For a moment Alys held herself stiff, then she moved into his arms. 'You,' she said. He held her tight and the coldness and the pain in her belly melted in a great rush of desire. 'You,' she said again.

'We'll find some way,' Hugo said gently. 'Don't be so afraid, Alys. We will find ways to be together, and we will love each other. Don't fret.'

Alys, held warm and close inside his cloak, rested her head against his shoulder and said: 'If she were to die…'

Hugo was instantly still. 'If she were to die…' Alys said again. He held her away from him and scanned her face, her blue innocent eyes. 'It would be a tragedy,' he said firmly. 'Don't think that I would welcome that route away from her, Alys.
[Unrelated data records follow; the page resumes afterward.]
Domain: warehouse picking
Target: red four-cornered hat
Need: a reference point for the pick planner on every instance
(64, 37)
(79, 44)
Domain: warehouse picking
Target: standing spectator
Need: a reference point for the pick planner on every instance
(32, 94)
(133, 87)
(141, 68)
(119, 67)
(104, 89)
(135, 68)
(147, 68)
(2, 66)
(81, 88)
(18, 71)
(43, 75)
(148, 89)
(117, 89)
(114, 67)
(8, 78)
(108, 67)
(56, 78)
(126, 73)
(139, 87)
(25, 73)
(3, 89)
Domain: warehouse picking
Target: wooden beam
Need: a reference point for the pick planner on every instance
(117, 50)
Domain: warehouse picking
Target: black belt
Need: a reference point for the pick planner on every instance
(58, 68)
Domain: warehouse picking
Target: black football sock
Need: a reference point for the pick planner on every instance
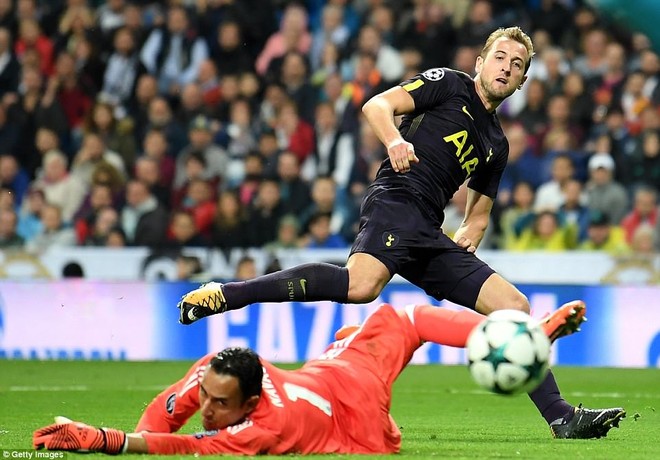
(304, 283)
(548, 400)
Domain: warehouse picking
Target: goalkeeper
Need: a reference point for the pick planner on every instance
(338, 403)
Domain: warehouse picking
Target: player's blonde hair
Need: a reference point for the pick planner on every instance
(512, 33)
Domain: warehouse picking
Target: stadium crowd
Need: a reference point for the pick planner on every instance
(237, 123)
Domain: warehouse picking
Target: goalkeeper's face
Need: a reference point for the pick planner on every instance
(221, 401)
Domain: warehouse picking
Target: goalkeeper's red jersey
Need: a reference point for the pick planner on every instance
(338, 403)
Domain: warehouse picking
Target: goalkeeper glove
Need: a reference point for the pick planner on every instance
(79, 437)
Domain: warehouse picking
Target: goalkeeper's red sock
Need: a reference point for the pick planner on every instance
(444, 326)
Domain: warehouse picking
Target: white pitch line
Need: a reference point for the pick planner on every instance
(49, 388)
(577, 394)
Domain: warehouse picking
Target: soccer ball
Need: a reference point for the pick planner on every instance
(508, 353)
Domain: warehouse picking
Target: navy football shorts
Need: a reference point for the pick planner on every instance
(403, 233)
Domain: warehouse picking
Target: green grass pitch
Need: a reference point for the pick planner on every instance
(440, 410)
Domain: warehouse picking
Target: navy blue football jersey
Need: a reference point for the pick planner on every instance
(454, 136)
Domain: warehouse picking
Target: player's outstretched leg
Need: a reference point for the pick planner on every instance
(304, 283)
(576, 422)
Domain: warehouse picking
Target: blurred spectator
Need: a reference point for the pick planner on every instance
(549, 195)
(319, 235)
(334, 154)
(293, 75)
(559, 122)
(199, 202)
(110, 15)
(294, 190)
(160, 117)
(9, 133)
(183, 232)
(518, 215)
(603, 236)
(552, 16)
(209, 83)
(423, 27)
(649, 65)
(191, 104)
(387, 60)
(534, 115)
(254, 174)
(580, 100)
(334, 94)
(546, 233)
(155, 147)
(522, 164)
(246, 269)
(123, 70)
(644, 212)
(241, 134)
(264, 214)
(147, 170)
(592, 61)
(7, 199)
(29, 222)
(9, 238)
(116, 134)
(92, 153)
(643, 240)
(143, 220)
(10, 69)
(189, 268)
(31, 111)
(228, 52)
(105, 219)
(62, 189)
(573, 211)
(65, 86)
(75, 24)
(644, 163)
(324, 200)
(116, 238)
(288, 231)
(228, 229)
(292, 36)
(31, 38)
(603, 193)
(100, 197)
(12, 176)
(174, 53)
(53, 232)
(332, 31)
(633, 101)
(293, 133)
(478, 26)
(215, 158)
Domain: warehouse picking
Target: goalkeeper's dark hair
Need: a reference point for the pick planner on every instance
(243, 364)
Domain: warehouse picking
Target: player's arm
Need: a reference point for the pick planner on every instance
(475, 223)
(172, 408)
(245, 439)
(379, 112)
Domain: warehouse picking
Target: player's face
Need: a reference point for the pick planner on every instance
(221, 401)
(502, 71)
Don't make the mistake of thinking I would permit it. It is not a strange thought to me, I admit. I have wished her dead many and many a time. But I would never do it, Alys. And the man or woman who hurt Catherine would be my enemy for life. I have hated her -but she is my wife. She is Lady Catherine of Castleton. I owe her my protection. I command you, I demand that you keep her as well and as happy as it is in your power to do. She is a woman like you, Alys. Full of desire and longing like you, like any. She may be greedy, and she and I may lie together in all manner of perverse ways. But she is not a bad woman. She does not deserve death. I will not consider it. And she is trusting in your care.' Alys nodded.

'Do you swear to protect her?' Hugo asked. Alys met his intent gaze. 'I swear it,' she said easily. She felt the arid taste of the empty oath in her mouth.

'I must go,' Hugo said. 'They will be watching for me. Meet me tomorrow, Alys, come to the stables in the morning, my hunter is sick, you can look at him for me and we can be together.' He kissed her gently, quickly, on the mouth and then he turned and was gone. She heard the hall door slam as he went inside, leaving her alone in the garden.